通学路の先、歩道の脇にひとりの女性がしゃがみ込んでいる。


「あっ、本当だ。どうしたんだろう」


二人は慌てて駆け寄った。


「大丈夫ですか!?」


声をかけると、その女性――年配のおばあさんが、膝を押さえながらゆっくり顔を上げた。

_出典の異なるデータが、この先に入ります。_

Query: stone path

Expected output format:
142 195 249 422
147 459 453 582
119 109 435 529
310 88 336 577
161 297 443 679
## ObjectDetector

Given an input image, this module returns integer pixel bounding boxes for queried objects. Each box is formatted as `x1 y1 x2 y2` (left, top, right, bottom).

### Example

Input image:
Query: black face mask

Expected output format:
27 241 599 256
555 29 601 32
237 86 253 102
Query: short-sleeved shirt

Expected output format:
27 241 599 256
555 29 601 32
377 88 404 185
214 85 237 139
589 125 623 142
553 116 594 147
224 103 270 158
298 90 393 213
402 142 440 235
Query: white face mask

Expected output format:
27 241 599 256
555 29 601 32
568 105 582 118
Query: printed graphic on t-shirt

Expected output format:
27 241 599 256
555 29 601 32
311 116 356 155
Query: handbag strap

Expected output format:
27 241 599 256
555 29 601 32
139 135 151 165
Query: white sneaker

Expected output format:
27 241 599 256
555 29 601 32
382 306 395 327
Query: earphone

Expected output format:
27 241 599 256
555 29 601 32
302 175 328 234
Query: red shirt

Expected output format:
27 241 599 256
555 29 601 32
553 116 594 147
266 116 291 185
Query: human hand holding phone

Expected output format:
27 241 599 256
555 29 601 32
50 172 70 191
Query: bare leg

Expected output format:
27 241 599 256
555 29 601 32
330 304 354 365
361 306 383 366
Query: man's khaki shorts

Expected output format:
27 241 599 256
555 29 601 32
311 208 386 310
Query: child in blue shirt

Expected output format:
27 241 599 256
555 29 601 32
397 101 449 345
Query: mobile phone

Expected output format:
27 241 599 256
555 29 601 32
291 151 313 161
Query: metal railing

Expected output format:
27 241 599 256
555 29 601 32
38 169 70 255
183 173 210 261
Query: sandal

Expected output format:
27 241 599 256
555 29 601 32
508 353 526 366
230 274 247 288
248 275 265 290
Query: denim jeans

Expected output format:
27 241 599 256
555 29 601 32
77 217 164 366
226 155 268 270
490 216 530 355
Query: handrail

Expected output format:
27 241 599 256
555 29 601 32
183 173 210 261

「ごめんなさいね……膝が痛くて、ついうずくまっちゃって」

「起き上がれますか?」


ユウキがそっと手を差し出すと、おばあさんは遠慮がちにその手を取った。


「ありがとう……でも、ちょっと足が思うように動かなくてね」


立ち上がったものの、足取りはまだおぼつかない。


「どちらへ行かれるんですか?」

「西の森病院に行こうと思ってたの。いい先生がいるって聞いてね。でも道に迷って……」

「ああ、あそこ初めてだと分かりにくいですよね」


ユウキは小さくうなずき、迷わず言った。

「僕が病院まで付き添います」

「ちょっと……ほんとに行くの?」


沙羅が制服の肩口をつまんで、耳元でささやく。

「学校に間に合わなくなっちゃうよ~」

「そうも言ってられないよ」


ユウキは穏やかな笑みを浮かべ、おばあさんに向き直った。

「大丈夫です。行きましょう」

「まあ……ありがとうねぇ。助かるわ」


ゆっくりと歩き出すおばあさんの歩調に合わせて、ユウキも隣を歩く。

「もうっ、どこまでお人よしなの!?」


朝の光の中、ユウキとおばあさんの背中が並んで遠ざかっていく。

その姿を見送りながら、沙羅の胸の奥に、言葉にならないざわめきが残っていた。